It’s called the People’s Palace for a reason. With only a few days left to visit the attraction before it closes for three years, bosses behind its restoration say local input will be crucial in bringing it into the 21st century.

The People’s Palace in Glasgow Green will close its doors for the final time on Sunday, April 14, ahead of a major £36million investment that is set to reimagine and restore the museum and glasshouse by 2027.

On a grey rainy day in Glasgow, the building is packed with locals and tourists taking in the rich history the city has to offer before the shutters come down. From Sir Billy Connolly’s iconic banana boots and Rab C Nesbit’s string vest to a recreation of a single end flat, the collection inside the People’s Palace marks and commemorates many pivotal moments in Scotland’s social history.

In recent years the venue has been subject to temporary closure and while the People's Palace reopened, the Winter Gardens remained closed.

The Herald: A young visitor in front of Sir Billy Connolly's Banana Boots. Picture: Craig Foy / SNS GroupA young visitor in front of Sir Billy Connolly's Banana Boots. Picture: Craig Foy / SNS Group (Image: SNS)

After disappointment at missing out on national government Levelling Up investment in 2023, funding was later secured by the National Lottery Heritage Fund and the first phase in the revamp will commence shortly.

The People’s Palace opened its doors in 1898, meaning by the time it re-opens the 130th year anniversary will be fast approaching.
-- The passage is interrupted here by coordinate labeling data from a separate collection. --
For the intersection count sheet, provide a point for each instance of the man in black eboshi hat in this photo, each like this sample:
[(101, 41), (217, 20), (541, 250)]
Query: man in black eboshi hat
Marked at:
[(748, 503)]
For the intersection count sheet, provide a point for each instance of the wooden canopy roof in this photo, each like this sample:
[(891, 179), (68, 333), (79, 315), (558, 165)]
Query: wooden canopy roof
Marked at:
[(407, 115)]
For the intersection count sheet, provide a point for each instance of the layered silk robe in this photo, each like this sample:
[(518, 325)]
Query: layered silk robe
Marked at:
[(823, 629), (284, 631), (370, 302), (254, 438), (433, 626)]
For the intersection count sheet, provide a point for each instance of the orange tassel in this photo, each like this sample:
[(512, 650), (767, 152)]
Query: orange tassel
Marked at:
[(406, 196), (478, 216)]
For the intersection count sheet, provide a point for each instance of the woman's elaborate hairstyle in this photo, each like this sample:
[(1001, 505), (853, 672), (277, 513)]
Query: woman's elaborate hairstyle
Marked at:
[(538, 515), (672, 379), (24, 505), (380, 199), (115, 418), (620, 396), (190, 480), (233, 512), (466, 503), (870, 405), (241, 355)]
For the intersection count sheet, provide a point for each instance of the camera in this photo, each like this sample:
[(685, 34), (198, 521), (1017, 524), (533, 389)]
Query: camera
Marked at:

It was intended as a resource for the working people of the city. Surrounding districts had high levels of poverty at the time and the idea was to enable communities to easily access the amenities the new building provided, such as a reading room, gallery and spaces for performances.

Glasgow Life, the charity responsible for the city’s sport and culture, will oversee the three-year restoration, and bosses say the local input can’t be understated.
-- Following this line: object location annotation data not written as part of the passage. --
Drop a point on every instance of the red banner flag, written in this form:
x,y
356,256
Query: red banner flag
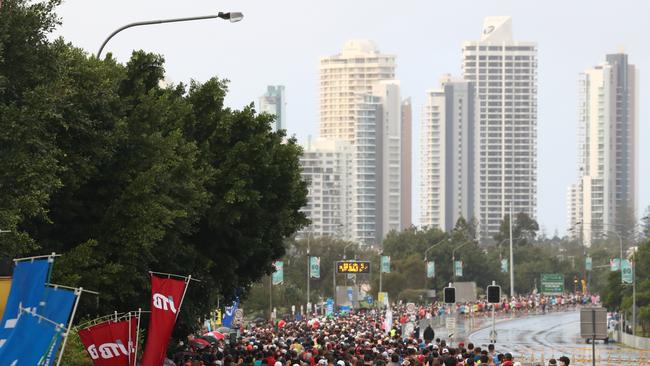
x,y
108,343
166,298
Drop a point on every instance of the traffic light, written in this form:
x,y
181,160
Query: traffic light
x,y
494,294
450,295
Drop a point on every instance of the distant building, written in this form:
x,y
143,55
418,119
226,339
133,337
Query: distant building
x,y
326,167
344,79
360,103
605,196
448,157
274,102
505,74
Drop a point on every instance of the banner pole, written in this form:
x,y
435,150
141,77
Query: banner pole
x,y
137,335
78,292
187,284
130,340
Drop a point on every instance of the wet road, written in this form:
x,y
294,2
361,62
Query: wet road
x,y
535,339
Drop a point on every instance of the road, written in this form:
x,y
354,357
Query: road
x,y
537,338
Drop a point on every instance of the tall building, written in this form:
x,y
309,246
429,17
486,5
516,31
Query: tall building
x,y
327,169
407,165
390,153
274,102
344,79
606,190
505,74
448,155
361,103
376,167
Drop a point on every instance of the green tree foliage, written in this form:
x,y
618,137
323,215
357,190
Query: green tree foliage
x,y
122,175
617,296
645,224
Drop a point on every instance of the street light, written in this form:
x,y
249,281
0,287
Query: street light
x,y
309,269
231,16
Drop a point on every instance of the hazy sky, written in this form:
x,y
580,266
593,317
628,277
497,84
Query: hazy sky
x,y
280,42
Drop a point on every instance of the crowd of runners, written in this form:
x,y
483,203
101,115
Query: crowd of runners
x,y
363,338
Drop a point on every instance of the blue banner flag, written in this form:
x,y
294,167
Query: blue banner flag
x,y
38,333
626,271
385,264
278,276
314,267
431,269
229,314
458,268
27,289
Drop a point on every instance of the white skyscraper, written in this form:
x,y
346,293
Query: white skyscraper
x,y
448,155
505,74
361,103
344,79
327,169
274,102
388,92
605,195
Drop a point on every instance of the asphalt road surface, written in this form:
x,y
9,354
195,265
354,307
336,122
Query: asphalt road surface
x,y
537,338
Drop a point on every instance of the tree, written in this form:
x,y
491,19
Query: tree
x,y
645,224
122,175
28,152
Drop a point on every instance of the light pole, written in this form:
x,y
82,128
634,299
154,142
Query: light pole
x,y
512,262
426,258
232,16
308,270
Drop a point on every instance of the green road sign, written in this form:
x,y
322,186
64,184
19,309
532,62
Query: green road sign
x,y
552,283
Bailie Annette Christie, chair of Glasgow Life, said: “Within the first sixteen months of its closure, we’re looking to do an extensive engagement and consultation process not only with the local people and those who are closest to the palace, but all Glaswegians and anyone who would have an interest in visiting our museums.

“But it is crucial that the local people particularly have a voice in telling that story. This ensures the east end will be firmly put on the tourist map.

“Next year is such an important year for Glasgow as it celebrates its 850th anniversary. There will be so many events in the city and surrounding areas. We want to make the story of the People’s Palace part of that, so during our consultations, there will be pop up events throughout the city allowing everyone to have their say.

“Not only will we be bringing the building into the 21st century, but we’ll be updating the collection by engaging with people and finding out what they want to see and what is missing right now.

“There’s a great number of people that have helped build this city whose stories haven’t yet been told.”


The Herald: Glasgow Life was behind the 2022 re-opening of the nearby Burrell collection, and after it was awarded UK Museum of the Year in 2023, the hope is that the People’s Palace will have a similarly bright future.

Duncan Dornan, head of museums and Collections for Glasgow Life, says the restoration will help transform the People’s Palace into a modern attraction that serves both locals and tourists alike.

He said: “The palace is a special place in the heart of Glaswegians. What we’re aiming to do with the project is to breathe fresh life into it using the newest technology we have in relation to interpretation and building management so that it updates the story of Glasgow in a more engaging way.

“It’s a major investment. It involves a refurbishment of the fabric of the entire building and that will bring it up to modern standards for people visiting. It will also make it more sustainable and easier to manage.

“The palace when it emerges from this will really represent the aspirations of the city’s people. We know from the success of the Burrell collection that community engagement allows us to deliver a project that really meets people’s needs.”

Ms Annette Christie added: “We have taken a lot of learnings from the Burrell, and there’s a reason the Burrell was the UK Museum of the Year in 2023 and that’s because we have a very successful engagement process with the local community. More than 15,000 people from the Pollok area got involved in the discussions, and you can see how successful it has been since re-opening. That’s what we want to emulate here at People’s Palace and take it even further.

Staff from the People’s Palace will be moved to other museums across Glasgow while they wait for the work to be completed. Gallery Assistant Erin Stewart said the interest that’s been shown in recent months by the public has been great to see with visitors getting a last glimpse of its current form.

The Herald: People's Palace Gallery Assistant Erin Stewart (Right) alongside Duncan Dornan and Bailie Annette Christie (centre) and other staff members.People's Palace Gallery Assistant Erin Stewart (Right) alongside Duncan Dornan and Bailie Annette Christie (centre) and other staff members. (Image: SNS)She said: “Everyone is very excited about what’s to come. The visitor numbers have been incredibly busy in the run up to our closure.

“It’s bittersweet to be leaving the People’s Palace, even if it is only temporary. Everyone is sad that we’re closing our doors, but it’s so important to see this place revitalised and re-imagined and we all can’t wait to see what it does for the local communities.”

The People’s Palace Glasgow will close at 5pm on Sunday, April 14.